War, unofficial but absolute, erupted.

And Michael poured gasoline on the fire.

He released caches of weapons—Chinese rifles, stolen NATO grenades, Russian anti-air systems—into the hands of every rogue militia, jihadist splinter group, tribal warlord, and paramilitary outfit from the Sinai to the Syrian Desert. Each crate came with coordinates, targets, and "anonymous" intel.

Kuwaiti pipelines were blown sky-high by Houthi cells armed with Nigerian-supplied explosives. Jordan's intelligence HQ was bombed by what looked like an ISIS resurgence—though the weapons bore Serbian markings linked to a UAE shipment rerouted by IIS operatives. Turkey found itself assaulted on three borders by Kurdish cells suddenly well-financed and technologically enhanced.

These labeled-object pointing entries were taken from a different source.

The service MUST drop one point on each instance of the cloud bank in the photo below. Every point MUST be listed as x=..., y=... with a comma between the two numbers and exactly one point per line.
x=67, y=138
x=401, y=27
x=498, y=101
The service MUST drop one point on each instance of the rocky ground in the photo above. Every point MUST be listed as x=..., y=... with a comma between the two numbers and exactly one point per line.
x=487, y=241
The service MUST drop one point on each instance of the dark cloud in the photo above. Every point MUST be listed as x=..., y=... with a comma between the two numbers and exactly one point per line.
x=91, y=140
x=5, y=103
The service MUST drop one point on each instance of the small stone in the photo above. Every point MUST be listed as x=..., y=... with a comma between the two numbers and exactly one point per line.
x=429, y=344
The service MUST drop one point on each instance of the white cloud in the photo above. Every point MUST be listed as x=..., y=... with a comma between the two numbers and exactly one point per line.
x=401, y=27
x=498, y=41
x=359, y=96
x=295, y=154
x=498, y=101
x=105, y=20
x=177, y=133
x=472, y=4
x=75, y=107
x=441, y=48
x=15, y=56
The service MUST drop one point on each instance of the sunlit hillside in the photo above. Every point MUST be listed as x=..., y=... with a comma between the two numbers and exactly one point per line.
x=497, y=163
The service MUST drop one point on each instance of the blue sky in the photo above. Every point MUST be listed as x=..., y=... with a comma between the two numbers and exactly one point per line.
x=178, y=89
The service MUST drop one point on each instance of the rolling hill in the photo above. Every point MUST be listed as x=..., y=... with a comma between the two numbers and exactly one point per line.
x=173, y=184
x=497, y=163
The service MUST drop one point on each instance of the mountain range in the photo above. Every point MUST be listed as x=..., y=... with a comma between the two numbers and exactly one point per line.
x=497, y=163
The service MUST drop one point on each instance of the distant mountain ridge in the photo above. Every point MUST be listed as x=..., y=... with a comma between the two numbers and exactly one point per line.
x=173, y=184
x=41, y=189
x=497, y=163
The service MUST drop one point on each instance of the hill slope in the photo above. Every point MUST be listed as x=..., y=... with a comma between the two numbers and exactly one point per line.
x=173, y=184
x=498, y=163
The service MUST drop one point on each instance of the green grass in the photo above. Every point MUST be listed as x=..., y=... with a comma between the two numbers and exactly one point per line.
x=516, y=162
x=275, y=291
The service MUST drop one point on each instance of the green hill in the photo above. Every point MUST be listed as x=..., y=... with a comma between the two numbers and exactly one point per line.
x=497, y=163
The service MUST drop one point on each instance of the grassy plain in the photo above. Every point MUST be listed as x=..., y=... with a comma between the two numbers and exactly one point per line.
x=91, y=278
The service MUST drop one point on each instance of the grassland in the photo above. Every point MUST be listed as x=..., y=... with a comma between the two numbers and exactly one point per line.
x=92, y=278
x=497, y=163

Chaos didn't just spread—it bloomed.

The CIA scrambled to triage the damage. In desperation, they reached out to Michael. He fed them a list of "verified Iranian-backed terror groups" active in Lebanon and Syria. The U.S. launched drone strikes. What they didn't know was that two of those targets were embedded Saudi command posts and one was a Russian field intelligence node.

Now the West, Russia, and Iran were locked in a tangled web of retaliation.

And Michael kept pushing.

He leaked Iranian diplomatic communications suggesting Russian betrayal. He doctored Israeli sat-comm intercepts to suggest U.S. surveillance of IDF operations. He funneled hacked CIA data to Hezbollah and "leaked" Saudi disinformation to the Houthis. Every leak was timed. Every revelation crafted to wound, isolate, enrage.

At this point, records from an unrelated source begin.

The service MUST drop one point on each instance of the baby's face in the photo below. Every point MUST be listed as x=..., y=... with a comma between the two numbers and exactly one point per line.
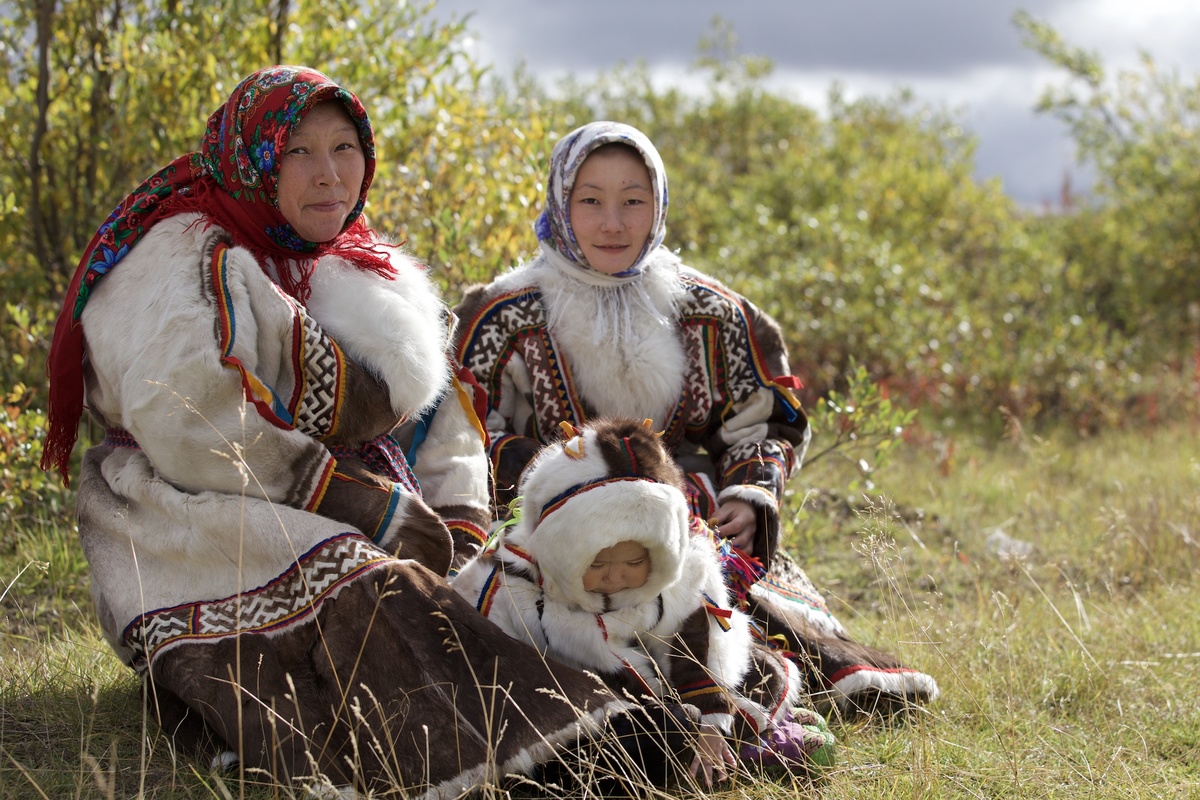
x=625, y=565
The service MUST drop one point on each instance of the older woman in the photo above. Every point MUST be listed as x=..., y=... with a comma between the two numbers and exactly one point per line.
x=259, y=545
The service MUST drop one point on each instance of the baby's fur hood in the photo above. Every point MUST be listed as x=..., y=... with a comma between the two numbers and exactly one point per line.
x=607, y=483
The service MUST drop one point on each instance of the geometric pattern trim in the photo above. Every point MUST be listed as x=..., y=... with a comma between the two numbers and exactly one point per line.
x=291, y=599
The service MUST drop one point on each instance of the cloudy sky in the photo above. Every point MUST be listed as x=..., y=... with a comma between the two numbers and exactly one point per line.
x=964, y=55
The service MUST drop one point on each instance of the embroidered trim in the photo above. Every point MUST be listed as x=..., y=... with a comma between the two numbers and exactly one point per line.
x=292, y=599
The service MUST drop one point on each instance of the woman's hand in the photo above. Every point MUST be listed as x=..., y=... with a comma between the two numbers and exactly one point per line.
x=713, y=756
x=737, y=521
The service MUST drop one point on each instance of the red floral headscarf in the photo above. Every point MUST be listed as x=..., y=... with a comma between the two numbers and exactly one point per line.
x=233, y=180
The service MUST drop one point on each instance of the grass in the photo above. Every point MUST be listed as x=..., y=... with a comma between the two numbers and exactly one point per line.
x=1069, y=673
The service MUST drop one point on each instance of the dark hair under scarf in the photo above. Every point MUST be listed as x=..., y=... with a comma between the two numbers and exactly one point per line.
x=233, y=180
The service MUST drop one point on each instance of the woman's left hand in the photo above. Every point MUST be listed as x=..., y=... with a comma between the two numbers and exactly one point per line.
x=737, y=521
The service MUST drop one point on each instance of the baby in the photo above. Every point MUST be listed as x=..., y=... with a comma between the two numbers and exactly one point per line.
x=601, y=569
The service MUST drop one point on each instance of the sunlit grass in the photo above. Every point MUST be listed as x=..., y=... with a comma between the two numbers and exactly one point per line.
x=1072, y=672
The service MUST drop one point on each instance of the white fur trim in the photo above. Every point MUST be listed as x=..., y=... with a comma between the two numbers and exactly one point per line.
x=395, y=328
x=913, y=685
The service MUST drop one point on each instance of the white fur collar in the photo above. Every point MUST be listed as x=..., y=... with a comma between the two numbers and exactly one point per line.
x=621, y=342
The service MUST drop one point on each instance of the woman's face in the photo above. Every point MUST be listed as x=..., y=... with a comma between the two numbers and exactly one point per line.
x=321, y=173
x=612, y=209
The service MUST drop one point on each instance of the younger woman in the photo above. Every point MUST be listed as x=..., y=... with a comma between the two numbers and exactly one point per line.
x=607, y=322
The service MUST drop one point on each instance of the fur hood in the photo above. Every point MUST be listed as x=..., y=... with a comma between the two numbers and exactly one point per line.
x=607, y=483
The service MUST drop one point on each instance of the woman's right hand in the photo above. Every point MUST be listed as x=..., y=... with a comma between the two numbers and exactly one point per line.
x=713, y=756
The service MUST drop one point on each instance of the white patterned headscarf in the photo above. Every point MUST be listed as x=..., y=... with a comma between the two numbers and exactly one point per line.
x=553, y=226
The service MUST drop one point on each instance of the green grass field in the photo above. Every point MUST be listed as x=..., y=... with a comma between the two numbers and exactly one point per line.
x=1071, y=669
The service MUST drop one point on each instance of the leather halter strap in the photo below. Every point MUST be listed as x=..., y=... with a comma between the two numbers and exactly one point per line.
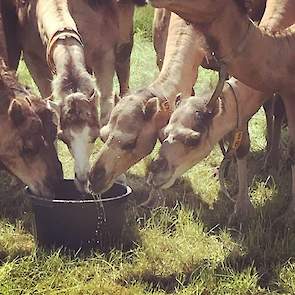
x=61, y=34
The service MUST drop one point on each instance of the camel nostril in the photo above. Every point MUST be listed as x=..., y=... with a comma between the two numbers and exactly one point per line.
x=159, y=165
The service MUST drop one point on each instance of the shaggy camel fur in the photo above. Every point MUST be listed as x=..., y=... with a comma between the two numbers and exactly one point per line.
x=27, y=135
x=161, y=22
x=205, y=139
x=160, y=33
x=58, y=23
x=127, y=143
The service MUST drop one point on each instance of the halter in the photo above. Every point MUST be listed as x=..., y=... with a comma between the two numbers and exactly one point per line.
x=61, y=34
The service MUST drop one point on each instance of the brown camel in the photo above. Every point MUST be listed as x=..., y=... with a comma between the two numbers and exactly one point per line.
x=176, y=156
x=59, y=24
x=178, y=75
x=126, y=142
x=160, y=33
x=27, y=136
x=161, y=23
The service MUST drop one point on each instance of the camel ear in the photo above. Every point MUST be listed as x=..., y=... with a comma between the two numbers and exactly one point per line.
x=15, y=112
x=61, y=136
x=192, y=138
x=178, y=99
x=12, y=43
x=104, y=133
x=151, y=108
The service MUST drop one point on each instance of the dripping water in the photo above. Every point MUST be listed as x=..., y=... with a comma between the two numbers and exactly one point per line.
x=101, y=217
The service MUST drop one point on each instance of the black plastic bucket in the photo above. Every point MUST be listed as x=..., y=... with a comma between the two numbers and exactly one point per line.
x=78, y=221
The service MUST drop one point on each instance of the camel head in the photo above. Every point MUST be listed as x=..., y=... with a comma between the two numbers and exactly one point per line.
x=187, y=139
x=129, y=136
x=78, y=129
x=198, y=11
x=27, y=135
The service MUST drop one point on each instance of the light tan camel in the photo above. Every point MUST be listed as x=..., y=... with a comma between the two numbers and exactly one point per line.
x=27, y=135
x=176, y=156
x=105, y=46
x=160, y=33
x=161, y=24
x=126, y=142
x=137, y=119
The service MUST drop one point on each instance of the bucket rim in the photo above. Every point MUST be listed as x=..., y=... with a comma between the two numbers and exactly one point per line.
x=40, y=200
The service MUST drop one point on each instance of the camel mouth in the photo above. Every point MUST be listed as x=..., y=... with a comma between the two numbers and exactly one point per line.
x=100, y=186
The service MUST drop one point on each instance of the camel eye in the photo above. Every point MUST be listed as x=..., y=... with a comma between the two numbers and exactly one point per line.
x=129, y=145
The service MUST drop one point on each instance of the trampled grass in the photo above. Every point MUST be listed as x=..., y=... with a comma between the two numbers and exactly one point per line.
x=187, y=248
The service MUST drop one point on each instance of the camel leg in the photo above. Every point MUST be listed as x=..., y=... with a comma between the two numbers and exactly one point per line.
x=40, y=73
x=125, y=44
x=123, y=54
x=289, y=103
x=104, y=70
x=243, y=205
x=273, y=142
x=268, y=109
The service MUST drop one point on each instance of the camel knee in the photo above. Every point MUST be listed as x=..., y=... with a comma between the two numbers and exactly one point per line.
x=244, y=147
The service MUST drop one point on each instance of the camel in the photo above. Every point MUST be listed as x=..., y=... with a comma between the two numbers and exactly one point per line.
x=127, y=143
x=160, y=33
x=176, y=156
x=69, y=56
x=161, y=23
x=27, y=137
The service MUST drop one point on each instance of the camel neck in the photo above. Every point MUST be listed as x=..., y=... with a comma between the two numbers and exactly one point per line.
x=251, y=54
x=235, y=109
x=184, y=53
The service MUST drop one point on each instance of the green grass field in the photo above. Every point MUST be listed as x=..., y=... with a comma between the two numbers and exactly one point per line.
x=186, y=248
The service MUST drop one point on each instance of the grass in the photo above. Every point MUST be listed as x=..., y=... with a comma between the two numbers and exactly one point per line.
x=187, y=248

In Riyadh, a royal cousin was assassinated in his own palace—an inside job manipulated with forged texts from a Mossad burner phone.

In Tehran, a senior Quds Force commander "accidentally" crashed in a drone-blind corridor. His plane had been refueled in Basra by men on Michael's payroll.

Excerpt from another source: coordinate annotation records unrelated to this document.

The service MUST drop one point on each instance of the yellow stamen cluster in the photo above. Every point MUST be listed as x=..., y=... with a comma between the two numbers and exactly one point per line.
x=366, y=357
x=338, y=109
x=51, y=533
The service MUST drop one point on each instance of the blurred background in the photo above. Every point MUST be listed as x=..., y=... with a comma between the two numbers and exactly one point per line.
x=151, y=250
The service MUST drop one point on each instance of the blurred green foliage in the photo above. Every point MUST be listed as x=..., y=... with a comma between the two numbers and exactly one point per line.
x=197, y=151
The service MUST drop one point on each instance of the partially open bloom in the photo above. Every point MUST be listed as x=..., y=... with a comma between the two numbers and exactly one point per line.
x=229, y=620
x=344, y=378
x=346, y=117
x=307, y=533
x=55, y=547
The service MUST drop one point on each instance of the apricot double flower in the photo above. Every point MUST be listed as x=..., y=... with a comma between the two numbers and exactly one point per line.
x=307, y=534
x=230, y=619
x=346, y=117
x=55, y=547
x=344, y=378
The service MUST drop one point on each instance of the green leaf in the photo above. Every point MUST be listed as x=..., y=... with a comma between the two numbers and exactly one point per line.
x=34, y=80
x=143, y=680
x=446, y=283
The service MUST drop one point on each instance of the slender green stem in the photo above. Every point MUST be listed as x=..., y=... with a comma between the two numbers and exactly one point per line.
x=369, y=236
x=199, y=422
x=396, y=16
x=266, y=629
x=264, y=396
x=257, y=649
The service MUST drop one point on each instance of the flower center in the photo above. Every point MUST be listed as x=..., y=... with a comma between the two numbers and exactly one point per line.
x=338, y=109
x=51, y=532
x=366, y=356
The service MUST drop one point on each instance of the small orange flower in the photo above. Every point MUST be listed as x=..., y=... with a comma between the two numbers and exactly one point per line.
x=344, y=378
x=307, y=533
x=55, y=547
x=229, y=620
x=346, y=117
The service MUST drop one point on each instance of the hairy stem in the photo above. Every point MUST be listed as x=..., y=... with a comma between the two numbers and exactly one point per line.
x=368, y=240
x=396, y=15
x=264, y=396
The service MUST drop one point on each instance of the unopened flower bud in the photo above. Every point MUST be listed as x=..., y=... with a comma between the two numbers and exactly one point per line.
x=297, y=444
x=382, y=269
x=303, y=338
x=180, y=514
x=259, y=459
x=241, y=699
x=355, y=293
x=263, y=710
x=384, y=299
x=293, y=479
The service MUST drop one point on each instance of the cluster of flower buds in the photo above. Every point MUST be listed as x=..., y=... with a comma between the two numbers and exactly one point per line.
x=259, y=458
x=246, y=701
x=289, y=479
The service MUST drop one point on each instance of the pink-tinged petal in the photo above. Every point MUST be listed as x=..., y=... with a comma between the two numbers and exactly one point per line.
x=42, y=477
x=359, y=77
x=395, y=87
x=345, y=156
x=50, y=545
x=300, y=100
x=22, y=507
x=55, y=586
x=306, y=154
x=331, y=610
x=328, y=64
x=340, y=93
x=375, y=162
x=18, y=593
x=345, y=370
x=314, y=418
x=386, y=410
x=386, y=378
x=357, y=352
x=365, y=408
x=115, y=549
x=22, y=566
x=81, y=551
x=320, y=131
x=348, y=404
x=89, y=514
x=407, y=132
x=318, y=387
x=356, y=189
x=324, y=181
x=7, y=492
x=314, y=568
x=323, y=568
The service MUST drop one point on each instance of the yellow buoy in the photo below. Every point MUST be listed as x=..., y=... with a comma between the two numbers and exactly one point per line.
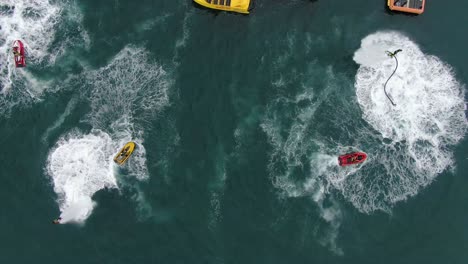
x=124, y=153
x=239, y=6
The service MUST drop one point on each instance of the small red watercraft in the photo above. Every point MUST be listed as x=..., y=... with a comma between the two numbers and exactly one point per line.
x=18, y=52
x=352, y=158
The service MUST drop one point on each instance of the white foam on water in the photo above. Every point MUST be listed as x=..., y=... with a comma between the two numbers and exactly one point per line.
x=420, y=130
x=124, y=95
x=80, y=165
x=289, y=126
x=130, y=85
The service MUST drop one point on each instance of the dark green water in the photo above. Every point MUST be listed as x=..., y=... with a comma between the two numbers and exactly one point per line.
x=234, y=116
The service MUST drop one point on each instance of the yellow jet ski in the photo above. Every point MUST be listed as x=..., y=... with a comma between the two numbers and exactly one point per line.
x=124, y=153
x=239, y=6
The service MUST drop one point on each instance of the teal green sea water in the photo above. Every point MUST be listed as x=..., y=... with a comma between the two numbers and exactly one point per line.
x=238, y=121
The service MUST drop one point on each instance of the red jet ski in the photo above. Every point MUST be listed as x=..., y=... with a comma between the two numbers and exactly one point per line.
x=18, y=51
x=352, y=158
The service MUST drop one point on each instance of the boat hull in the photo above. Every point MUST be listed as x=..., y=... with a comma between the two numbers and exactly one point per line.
x=352, y=158
x=20, y=56
x=125, y=153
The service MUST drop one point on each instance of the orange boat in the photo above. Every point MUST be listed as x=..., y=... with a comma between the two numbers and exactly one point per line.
x=407, y=6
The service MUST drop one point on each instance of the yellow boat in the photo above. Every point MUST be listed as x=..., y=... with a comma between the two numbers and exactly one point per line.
x=239, y=6
x=407, y=6
x=124, y=153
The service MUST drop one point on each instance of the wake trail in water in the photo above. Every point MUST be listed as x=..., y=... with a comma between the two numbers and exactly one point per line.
x=418, y=133
x=407, y=145
x=125, y=94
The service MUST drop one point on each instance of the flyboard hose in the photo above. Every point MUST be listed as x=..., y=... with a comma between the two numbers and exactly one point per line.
x=392, y=55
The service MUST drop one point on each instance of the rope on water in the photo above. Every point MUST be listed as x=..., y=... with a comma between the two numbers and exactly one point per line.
x=393, y=55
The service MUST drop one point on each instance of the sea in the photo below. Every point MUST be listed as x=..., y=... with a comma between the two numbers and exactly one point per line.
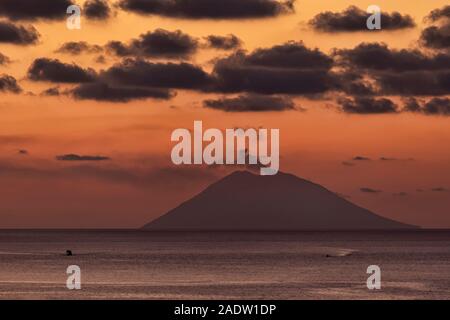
x=135, y=264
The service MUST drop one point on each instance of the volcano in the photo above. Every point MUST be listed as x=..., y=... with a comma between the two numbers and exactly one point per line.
x=243, y=201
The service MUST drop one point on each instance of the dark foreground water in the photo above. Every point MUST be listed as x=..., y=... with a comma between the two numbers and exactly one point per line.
x=148, y=265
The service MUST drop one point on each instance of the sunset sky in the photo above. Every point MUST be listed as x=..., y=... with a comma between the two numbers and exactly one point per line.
x=364, y=113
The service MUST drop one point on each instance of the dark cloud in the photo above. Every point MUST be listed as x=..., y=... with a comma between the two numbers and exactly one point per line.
x=290, y=68
x=201, y=9
x=76, y=48
x=291, y=54
x=76, y=157
x=44, y=69
x=34, y=9
x=228, y=42
x=438, y=14
x=436, y=37
x=97, y=9
x=105, y=92
x=51, y=92
x=159, y=43
x=439, y=189
x=377, y=56
x=387, y=159
x=4, y=60
x=355, y=19
x=362, y=105
x=369, y=190
x=435, y=106
x=9, y=84
x=352, y=82
x=361, y=158
x=15, y=139
x=131, y=72
x=17, y=34
x=419, y=83
x=251, y=102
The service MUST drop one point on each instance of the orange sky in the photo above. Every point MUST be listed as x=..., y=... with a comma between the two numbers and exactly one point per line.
x=36, y=191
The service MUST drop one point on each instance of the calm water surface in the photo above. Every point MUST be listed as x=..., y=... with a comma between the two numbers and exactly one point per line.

In Baghdad, three Western-aligned politicians were exposed in a child-trafficking ring. The footage had been deepfaked—but by the time anyone questioned it, riots had already consumed the Green Zone.

The Middle East devoured itself.

Michael watched it all unfold from his encrypted IIS command center beneath the Nigerian embassy in Tel Aviv—ironic, given that no nation had a stronger alliance with Israel at that moment. The irony wasn't lost on him.

Neither Iran nor the West would win.

Iran bled from too many cuts—internally fractured, externally besieged. The Revolutionary Guard was in disarray. Its proxies fought battles without centralized leadership. Oil exports collapsed. Protests erupted in every major city. The regime survived—but only just.

The West? Drowned in too many fronts. The U.S. had troops scattered across five nations now actively hostile. Their allies in the Gulf were unreliable, NATO was overstretched, and their intelligence networks had been butchered. Embassies were shuttered. Diplomats fled.

Russia retreated. China watched. And Michael smiled.

Because Nigeria surged.

With Gulf oil compromised and Iranian exports crippled, Nigerian crude became king. Foreign investment poured in. Abuja dictated terms to the EU on energy deals. The African Union granted Nigeria unprecedented military privileges. Under Michael's covert steering, Nigeria expanded its intelligence network from Sudan to Tunisia to Pakistan.

The world didn't realize it yet, but the Middle East had been gutted—not by war, but by manipulation. And from that void, a new order emerged. One forged in Abuja. Powered by whispers. Commanded by shadows.

The prophecy had come true.

> "We are the sand. We swallow empires."

And now, there were only ruins left to sift through.